Un consentement tacite du consommateur du simple fait de l'achat et mentionné dans les CGV ne sera pas efficace. Mieux vaut opter pour un consentement exprès et circonstancié, par exemple une case à cocher et l'accès aisé aux CGV en ligne avec un processus d'inscription en ligne.
Problème pratique : un consommateur conteste son acceptation et sa signature en ligne. Dans ce cas, le juge va vérifier si les moyens techniques utilisés permettent bien l’identification, la preuve de l'intégrité des échanges et le consentement du consommateur. (art. 287 Code proc. Civ.; art. 1366 & 1367 C.civ.)
Si ces conditions sont réunies, l’engagement du consommateur sera validé par le juge. (Cour de cassation, 6 avril 2016, n° 15-10.732). L’usage d’une signature électronique « certifiée » permet de présumer la fiabilité de la signature devant les juges.
En matière de preuve, les articles 1366 et 1367 du Code civil posent les principes d’équivalence des écrits papier et électronique, de l'importance de l'identification du client et de l'intégrité du contenu échangé en ligne.
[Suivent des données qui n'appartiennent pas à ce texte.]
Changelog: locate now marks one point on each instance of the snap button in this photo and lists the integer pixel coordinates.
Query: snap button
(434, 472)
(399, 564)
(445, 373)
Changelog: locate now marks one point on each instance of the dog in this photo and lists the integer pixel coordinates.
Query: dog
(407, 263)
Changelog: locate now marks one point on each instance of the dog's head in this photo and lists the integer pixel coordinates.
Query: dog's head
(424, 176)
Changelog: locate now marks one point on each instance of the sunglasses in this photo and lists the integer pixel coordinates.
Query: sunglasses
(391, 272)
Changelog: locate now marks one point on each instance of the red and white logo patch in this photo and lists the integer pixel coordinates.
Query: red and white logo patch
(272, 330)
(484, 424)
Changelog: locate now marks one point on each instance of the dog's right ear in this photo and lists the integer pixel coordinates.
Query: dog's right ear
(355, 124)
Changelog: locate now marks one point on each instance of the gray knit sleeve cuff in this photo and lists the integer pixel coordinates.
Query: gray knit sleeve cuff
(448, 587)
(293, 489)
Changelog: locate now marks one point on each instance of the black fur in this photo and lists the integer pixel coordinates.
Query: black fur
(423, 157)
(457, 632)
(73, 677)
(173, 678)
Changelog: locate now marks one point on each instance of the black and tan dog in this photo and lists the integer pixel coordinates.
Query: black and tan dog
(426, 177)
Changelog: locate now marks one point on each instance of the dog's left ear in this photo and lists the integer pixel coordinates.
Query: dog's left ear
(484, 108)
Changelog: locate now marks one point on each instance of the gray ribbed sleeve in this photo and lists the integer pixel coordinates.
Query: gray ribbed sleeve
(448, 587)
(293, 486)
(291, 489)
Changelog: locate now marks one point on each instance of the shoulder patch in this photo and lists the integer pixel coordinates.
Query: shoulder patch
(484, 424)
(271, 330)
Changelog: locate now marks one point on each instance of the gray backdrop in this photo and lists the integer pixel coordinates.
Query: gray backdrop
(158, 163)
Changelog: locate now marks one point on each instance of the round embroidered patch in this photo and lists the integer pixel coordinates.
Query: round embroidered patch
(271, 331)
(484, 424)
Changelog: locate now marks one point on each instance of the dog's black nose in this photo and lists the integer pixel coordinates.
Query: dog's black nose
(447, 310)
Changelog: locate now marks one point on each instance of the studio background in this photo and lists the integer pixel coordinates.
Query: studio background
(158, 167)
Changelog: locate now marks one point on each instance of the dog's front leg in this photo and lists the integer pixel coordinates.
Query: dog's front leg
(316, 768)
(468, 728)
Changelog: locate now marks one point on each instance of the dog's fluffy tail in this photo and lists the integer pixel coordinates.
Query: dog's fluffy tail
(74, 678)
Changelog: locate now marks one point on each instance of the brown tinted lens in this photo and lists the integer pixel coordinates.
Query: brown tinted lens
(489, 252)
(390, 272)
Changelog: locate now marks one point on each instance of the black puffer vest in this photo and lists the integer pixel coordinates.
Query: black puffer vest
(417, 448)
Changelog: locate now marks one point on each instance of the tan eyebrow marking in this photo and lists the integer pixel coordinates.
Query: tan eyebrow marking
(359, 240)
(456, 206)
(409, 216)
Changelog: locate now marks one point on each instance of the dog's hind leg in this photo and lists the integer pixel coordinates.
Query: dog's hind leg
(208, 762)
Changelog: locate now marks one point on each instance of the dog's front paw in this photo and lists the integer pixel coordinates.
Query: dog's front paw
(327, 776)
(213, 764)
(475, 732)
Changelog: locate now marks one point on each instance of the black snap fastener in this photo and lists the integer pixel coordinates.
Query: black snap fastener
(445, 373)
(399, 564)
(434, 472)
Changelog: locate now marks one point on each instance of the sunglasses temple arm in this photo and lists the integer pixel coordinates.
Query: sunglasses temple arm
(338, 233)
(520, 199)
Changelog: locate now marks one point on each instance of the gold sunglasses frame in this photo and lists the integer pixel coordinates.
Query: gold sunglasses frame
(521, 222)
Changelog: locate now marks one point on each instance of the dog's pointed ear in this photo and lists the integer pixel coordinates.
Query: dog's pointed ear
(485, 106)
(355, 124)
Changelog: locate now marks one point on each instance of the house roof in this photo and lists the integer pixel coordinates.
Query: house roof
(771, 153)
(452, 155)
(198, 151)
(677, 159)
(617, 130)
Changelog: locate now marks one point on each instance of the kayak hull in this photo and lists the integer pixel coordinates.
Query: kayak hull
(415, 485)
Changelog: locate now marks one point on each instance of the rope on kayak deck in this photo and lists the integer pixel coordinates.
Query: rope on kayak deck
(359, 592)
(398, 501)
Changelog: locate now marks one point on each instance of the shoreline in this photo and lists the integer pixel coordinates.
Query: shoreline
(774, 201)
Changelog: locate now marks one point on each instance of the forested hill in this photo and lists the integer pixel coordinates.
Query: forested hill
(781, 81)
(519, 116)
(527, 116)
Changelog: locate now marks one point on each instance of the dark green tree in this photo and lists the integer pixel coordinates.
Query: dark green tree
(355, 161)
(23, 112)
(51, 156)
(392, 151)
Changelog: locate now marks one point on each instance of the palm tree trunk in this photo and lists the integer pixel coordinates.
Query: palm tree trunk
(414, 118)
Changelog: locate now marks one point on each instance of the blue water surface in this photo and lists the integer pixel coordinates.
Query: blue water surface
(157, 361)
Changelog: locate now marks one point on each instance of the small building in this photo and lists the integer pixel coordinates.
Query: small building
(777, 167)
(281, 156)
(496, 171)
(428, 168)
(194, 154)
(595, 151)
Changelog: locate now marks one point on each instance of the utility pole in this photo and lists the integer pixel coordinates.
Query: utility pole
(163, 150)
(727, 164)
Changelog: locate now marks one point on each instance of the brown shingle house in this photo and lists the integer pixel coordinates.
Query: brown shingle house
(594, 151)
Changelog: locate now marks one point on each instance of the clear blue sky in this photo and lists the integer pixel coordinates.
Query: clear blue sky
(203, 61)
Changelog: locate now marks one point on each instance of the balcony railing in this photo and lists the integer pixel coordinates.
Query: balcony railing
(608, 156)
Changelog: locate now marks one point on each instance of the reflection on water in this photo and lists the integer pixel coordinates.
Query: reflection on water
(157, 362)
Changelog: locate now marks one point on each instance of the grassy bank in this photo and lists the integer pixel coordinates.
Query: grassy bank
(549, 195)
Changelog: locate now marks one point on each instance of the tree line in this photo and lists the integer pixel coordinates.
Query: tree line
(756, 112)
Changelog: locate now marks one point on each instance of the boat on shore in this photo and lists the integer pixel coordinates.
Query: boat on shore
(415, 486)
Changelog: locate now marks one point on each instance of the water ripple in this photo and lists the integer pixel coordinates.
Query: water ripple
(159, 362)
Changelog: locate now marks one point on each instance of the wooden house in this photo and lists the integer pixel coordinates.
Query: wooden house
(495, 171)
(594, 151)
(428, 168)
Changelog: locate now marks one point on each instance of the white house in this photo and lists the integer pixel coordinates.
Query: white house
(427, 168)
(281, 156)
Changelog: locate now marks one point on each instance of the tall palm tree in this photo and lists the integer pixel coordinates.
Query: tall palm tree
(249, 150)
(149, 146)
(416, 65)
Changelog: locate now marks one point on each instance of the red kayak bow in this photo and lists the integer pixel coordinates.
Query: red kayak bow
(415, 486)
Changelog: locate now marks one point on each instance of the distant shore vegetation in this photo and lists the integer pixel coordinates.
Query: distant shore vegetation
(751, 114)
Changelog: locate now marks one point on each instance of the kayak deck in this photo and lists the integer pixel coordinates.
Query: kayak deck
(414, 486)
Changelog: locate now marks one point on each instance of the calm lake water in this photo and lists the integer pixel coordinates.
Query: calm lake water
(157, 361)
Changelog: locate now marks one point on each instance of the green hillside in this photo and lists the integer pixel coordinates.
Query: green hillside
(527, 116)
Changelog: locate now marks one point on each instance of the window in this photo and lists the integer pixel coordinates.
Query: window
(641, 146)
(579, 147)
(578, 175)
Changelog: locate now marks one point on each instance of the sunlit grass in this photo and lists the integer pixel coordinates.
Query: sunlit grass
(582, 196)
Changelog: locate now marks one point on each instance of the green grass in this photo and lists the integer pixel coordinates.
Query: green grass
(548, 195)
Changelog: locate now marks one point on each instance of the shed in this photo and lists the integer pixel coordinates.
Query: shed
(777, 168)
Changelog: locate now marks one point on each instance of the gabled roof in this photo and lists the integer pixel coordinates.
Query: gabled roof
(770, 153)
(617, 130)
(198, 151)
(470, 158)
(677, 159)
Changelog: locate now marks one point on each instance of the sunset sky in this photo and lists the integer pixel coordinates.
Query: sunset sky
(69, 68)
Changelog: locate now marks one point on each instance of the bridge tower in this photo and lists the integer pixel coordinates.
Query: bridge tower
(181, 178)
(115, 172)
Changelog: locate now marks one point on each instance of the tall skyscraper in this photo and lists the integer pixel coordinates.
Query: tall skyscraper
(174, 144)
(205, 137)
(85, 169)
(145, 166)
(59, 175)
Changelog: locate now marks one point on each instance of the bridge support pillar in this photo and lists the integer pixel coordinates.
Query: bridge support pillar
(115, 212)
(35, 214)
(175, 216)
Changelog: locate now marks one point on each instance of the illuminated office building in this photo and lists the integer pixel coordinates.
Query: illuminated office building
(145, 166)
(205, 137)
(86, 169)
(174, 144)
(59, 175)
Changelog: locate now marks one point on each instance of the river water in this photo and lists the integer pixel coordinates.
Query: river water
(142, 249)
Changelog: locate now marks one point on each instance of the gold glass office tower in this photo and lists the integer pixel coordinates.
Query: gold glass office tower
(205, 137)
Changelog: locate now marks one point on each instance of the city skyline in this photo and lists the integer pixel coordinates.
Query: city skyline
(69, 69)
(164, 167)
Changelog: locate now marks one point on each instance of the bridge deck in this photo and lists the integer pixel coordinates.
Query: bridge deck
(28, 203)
Le plus souvent les échanges de SMS et de courriers électroniques ne comportent pas de signature électronique permettant de certifier l'identité du signataire. Dans ce cas, les impressions d'écran sont insuffisantes et l'encaissement d'un chèque rédigé au nom du bénéficiaire ne permet pas d'établir la réalité des faits dénoncés. Sans signature électronique, les courriers électroniques et les SMS ne constituent pas des "écrits" au sens du Code civil. Ils ne sont que des commencements de preuve par écrit. (CA Aix-en-Provence, 12 déc. 2019, n° 17/14585 , CCE n° 3, mars 2020, comm. 30 Caprioli).
e) Le consommateur lors de la commande doit connaître son obligation de paiement avec une mention du type "commande avec obligation de paiement" ou "achat intégré". À défaut le contrat est nul. (Art. L221-14 c. cons.).
Pour la réservation d'une chambre d'hôtel, le bouton "finaliser la commande" suscite des débats. Mieux vaut opter pour un bouton du type "commande avec obligation de paiement" (CJUE 7 avril 2022 C‑249/21 Fuhrmann-2-GmbH).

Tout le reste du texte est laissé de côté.